Among the many things I loved about the latest Star Wars movie was our introduction to the unexpected rise of Rose Tico – a humble mechanic who gets thrust into the heart of the action following a chance encounter with Finn. By the end of the movie, she’s flying ski-speeders in one of the film’s most critical battles. As the going gets tough, Rose’s role expands and gets more complex and demanding, but she never wavers from fighting to get the job done.
Many data professionals can certainly relate to Rose’s character. The role of data analysts and data teams has become unrecognizable compared to what it was five years ago. As data proliferation increases in both size and complexity, the responsibility for utilizing it is moving from dedicated specialists – including data integrators, scientists, modelers and business analysts – to cross-functional data teams that blend all of their skills together. Today’s data professionals can no longer get away with delivering basic business metrics and performance indicators. They now have to work collaboratively to create sophisticated analyses that allow a business to predict the future success of the business.
The transformation of data teams
Traditionally, the role of prediction has fallen to the elite cadre of data scientists. A business analyst might have focused on measuring churn, but rarely would have been tasked with predicting which companies might churn in the future. Other sophisticated tasks, such as natural language processing or model construction, have been reserved for a fairly elite group of data professionals with strong engineering backgrounds.
Today, however, market pressure is forcing these forward-looking analyses to become a regular part of business operations, which means every member of the data team is expected to acquire these essential skills. Data manipulation languages like R are rapidly emerging, and a quick glance at Stack Overflow’s survey of the most popular developer languages in 2017 shows Python – a language often used for advanced analysis – among the most used languages. Additionally, job listings for data teams have a very different set of skills required than they did just a few years ago. Like Rose, each member of today’s data teams must adapt to new expectations and build their expertise to match what’s needed for their role…or risk getting killed by the First Order.
Data and business: Apply it or die
As if learning new languages and tools wasn’t enough of a challenge, data teams must now consider the visualization of their results more than ever before. Until recently, machine learning models were consigned to the backend of a server, facing lower expectations for visualizing the results for business use.
Now, insights created from machine learning are designed for consumption by business leaders and operations teams, so they have to be clearly and creatively presented. The result has been a need to develop predictive tools that combine the power of Python and R with the reporting and dashboarding capabilities that analysts’ stakeholders are familiar with.
These changes are placing big demands on the data community – if you’re not using modern data analysis tools for predictive analytics and folding them into your regular business metrics, you are going to get left behind.

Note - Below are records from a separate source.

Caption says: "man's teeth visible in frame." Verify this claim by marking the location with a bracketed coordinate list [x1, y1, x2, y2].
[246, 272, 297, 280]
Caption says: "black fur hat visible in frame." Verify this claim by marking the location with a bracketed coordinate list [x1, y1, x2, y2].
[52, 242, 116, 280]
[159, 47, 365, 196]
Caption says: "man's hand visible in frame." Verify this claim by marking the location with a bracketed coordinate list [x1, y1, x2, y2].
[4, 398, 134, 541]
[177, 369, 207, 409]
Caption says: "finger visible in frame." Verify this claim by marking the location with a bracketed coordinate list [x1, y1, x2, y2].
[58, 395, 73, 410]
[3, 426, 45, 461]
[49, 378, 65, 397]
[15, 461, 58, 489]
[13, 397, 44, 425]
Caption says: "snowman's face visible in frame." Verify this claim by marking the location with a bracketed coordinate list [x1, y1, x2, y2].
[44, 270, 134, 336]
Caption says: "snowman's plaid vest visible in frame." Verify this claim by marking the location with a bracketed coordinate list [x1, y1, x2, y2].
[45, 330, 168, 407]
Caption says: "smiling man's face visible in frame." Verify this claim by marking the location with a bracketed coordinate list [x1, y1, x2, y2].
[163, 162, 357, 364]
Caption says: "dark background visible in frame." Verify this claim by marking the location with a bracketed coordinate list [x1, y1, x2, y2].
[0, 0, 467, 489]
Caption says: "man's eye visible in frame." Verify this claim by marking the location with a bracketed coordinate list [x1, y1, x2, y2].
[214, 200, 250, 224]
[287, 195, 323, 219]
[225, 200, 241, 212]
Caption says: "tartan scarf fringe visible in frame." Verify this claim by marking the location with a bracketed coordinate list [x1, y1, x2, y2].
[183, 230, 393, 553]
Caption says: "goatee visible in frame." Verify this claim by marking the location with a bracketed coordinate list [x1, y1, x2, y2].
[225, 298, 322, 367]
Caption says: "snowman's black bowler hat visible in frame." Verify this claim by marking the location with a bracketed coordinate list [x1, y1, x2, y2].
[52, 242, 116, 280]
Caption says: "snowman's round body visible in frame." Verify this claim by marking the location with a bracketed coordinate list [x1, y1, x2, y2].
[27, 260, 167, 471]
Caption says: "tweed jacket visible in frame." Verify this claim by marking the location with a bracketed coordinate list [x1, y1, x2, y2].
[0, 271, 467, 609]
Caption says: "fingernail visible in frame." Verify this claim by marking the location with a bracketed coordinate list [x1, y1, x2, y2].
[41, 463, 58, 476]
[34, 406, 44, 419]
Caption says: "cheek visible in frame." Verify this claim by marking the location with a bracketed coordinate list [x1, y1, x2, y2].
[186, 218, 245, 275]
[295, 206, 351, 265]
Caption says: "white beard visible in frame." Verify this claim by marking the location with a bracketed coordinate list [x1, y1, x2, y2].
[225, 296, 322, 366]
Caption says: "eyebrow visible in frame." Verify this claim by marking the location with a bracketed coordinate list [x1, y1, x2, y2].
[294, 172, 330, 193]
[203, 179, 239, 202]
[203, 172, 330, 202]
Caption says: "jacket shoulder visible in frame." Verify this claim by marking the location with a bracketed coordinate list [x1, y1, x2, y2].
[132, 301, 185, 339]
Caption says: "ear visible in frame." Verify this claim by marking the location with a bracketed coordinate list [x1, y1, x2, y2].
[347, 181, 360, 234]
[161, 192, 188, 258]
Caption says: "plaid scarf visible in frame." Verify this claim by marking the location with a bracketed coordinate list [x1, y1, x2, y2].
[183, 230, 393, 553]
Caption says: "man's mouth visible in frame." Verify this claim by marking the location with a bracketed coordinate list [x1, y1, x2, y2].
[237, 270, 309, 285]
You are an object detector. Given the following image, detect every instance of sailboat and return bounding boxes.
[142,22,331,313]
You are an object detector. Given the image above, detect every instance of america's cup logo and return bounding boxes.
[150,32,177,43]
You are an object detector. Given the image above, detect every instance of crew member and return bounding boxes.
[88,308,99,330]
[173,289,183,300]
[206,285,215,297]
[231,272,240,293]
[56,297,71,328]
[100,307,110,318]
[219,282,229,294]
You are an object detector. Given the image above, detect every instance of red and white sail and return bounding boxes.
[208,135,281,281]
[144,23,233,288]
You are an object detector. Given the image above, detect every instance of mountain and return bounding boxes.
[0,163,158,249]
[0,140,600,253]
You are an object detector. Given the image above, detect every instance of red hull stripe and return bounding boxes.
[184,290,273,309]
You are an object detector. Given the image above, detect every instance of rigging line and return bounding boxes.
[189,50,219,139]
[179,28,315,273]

Companies that can analyze churn, retention and social media trends – and how each will change over time – will have huge advantages over companies who ignore these crucial metrics.
Getting the job done
As big of a challenge as this has become, it’s an exciting time for data teams to make significant impacts on business results. Whether it’s professional trainings, acquiring new skills, working with new tools or hiring more resources, data teams must adapt and do what it takes to get ahead. To my friends in the data community: may the force be with you.